复杂驾驶场景下协同式的人眼检测及视线估计方法研究

CASIA OpenIR > 毕业生 > 硕士学位论文

	复杂驾驶场景下协同式的人眼检测及视线估计方法研究
	曹琳
	2019
页数	94
学位类型	硕士
中文摘要	为了减少交通事故，驾驶监测技术研究引起了学术界的广泛关注。人眼检测及视线估计是驾驶监测研究的重要组成部分，开展复杂驾驶场景下的人眼检测及视线估计方法研究具有重要意义。目前，在特定环境或环境可控时，人眼检测及视线估计的方法和成果已有很多。但是，对于复杂驾驶场景，光照不均、距离变化、背景杂乱、姿态偏转、表情变化等因素增加了检测人眼及视线的难度；现有模型没有考虑人眼关键点和视线之间的关系；过多关注模型精度而忽略了模型参数量等问题，都限制了人眼检测及视线估计的实际应用和推广。本论文以复杂驾驶场景下驾驶员眼睛为研究对象，对人眼检测及视线估计方法进行了较为深入的研究与分析，针对其中的关键问题和难点，提出相应的解决方法。主要研究内容如下：首先，本文研究了复杂驾驶场景下基于面部关键点的眼睛区域定位。
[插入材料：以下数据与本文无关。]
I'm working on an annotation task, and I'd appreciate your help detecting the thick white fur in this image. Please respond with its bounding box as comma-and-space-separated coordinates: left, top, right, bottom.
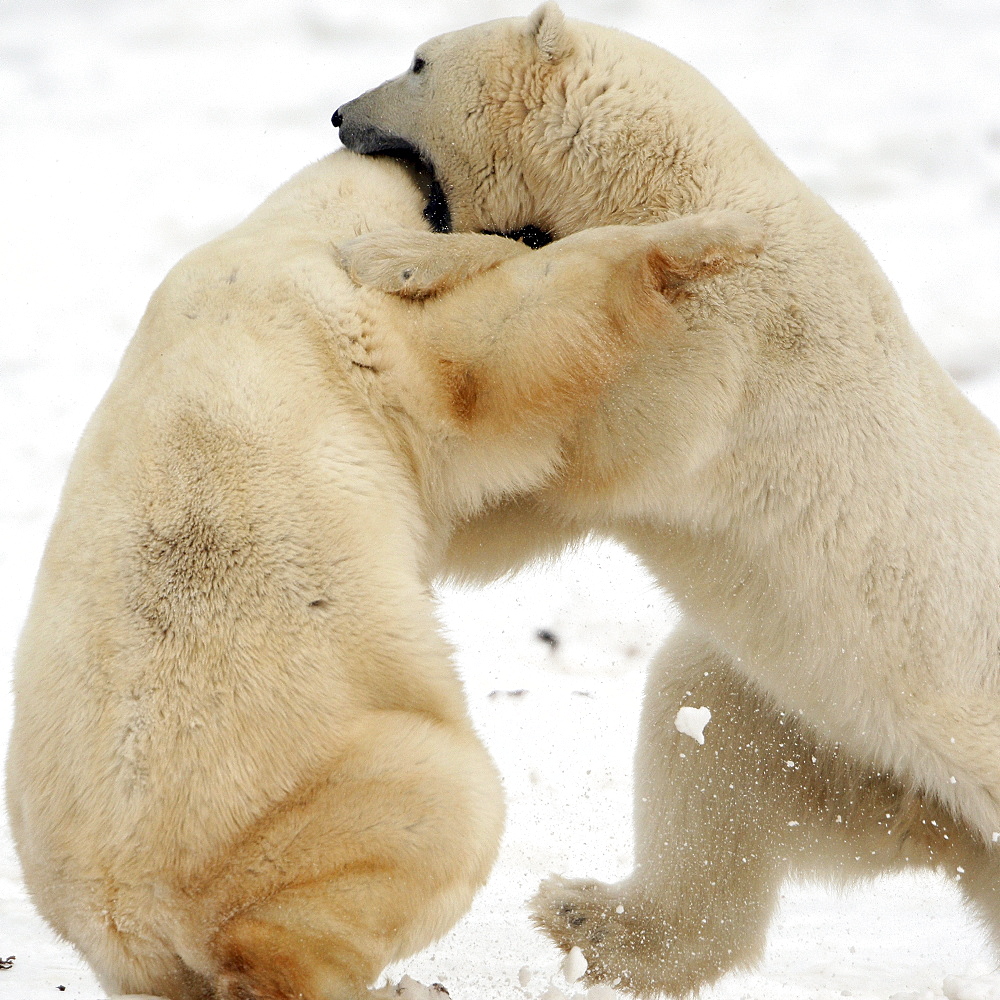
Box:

针对图像中直接定位眼睛区域准确度低的情况，本文在人脸检测算法的基础上，先对人脸进行检测，然后基于脸部区域进行人脸关键点定位，之后根据关键点相对位置提取眼部区域。该方法简单有效且易于实现，实验结果表明在光照变化、部分遮挡的场景下仍可以获取眼睛区域。接着，本文提出基于级联联合回归模型的协同式人眼检测及视线估计。针对人眼区域内人眼关键点和视线之间的关系建模问题，本文提出级联联合回归模型，利用多特征融合策略实现二者之间的协同关系建模，同时实现人眼检测和视线估计任务。在多种测试数据集上的结果显示，当检测误差在瞳孔半径内，此模型的人眼检测能够取得3%左右的精度提升，视线估计误差能够降低1度左右。实验结果验证了本文提出的级联联合回归模型的有效性，表明了级联联合回归在复杂驾驶场景下实现协同式人眼检测及视线估计的应用潜力。最后，本文研究了基于深度堆叠沙漏网络模型的协同式人眼检测及视线估计。为了保证精确度的同时降低模型参数量，提出一种新的回归模型——深度堆叠沙漏网络，根据模型子网络间任务的差异性，堆叠不同尺度的子模块组成沙漏网络进行人眼检测。同时根据眼球结构计算视线方向，从而实现人眼检测及视线估计。研究中采用了对抗网络生成的大量图像训练模型。在多种测试数据集上的实验结果显示，此方法人眼检测精度可以达到99.3%，视线估计误差降至9.5度，保证准确度的同时减少了模型参数量。综上所述，本文围绕复杂驾驶场景下人眼检测和视线估计中的关键问题，研究了眼睛区域定位，设计了线性级联联合回归、非线性深度堆叠沙漏网络模型实现协同式的人眼检测及视线估计。本文的研究内容一定程度上能提高人眼检测精度，降低视线估计误差，对实际驾驶场景下监测技术研究有重要意义。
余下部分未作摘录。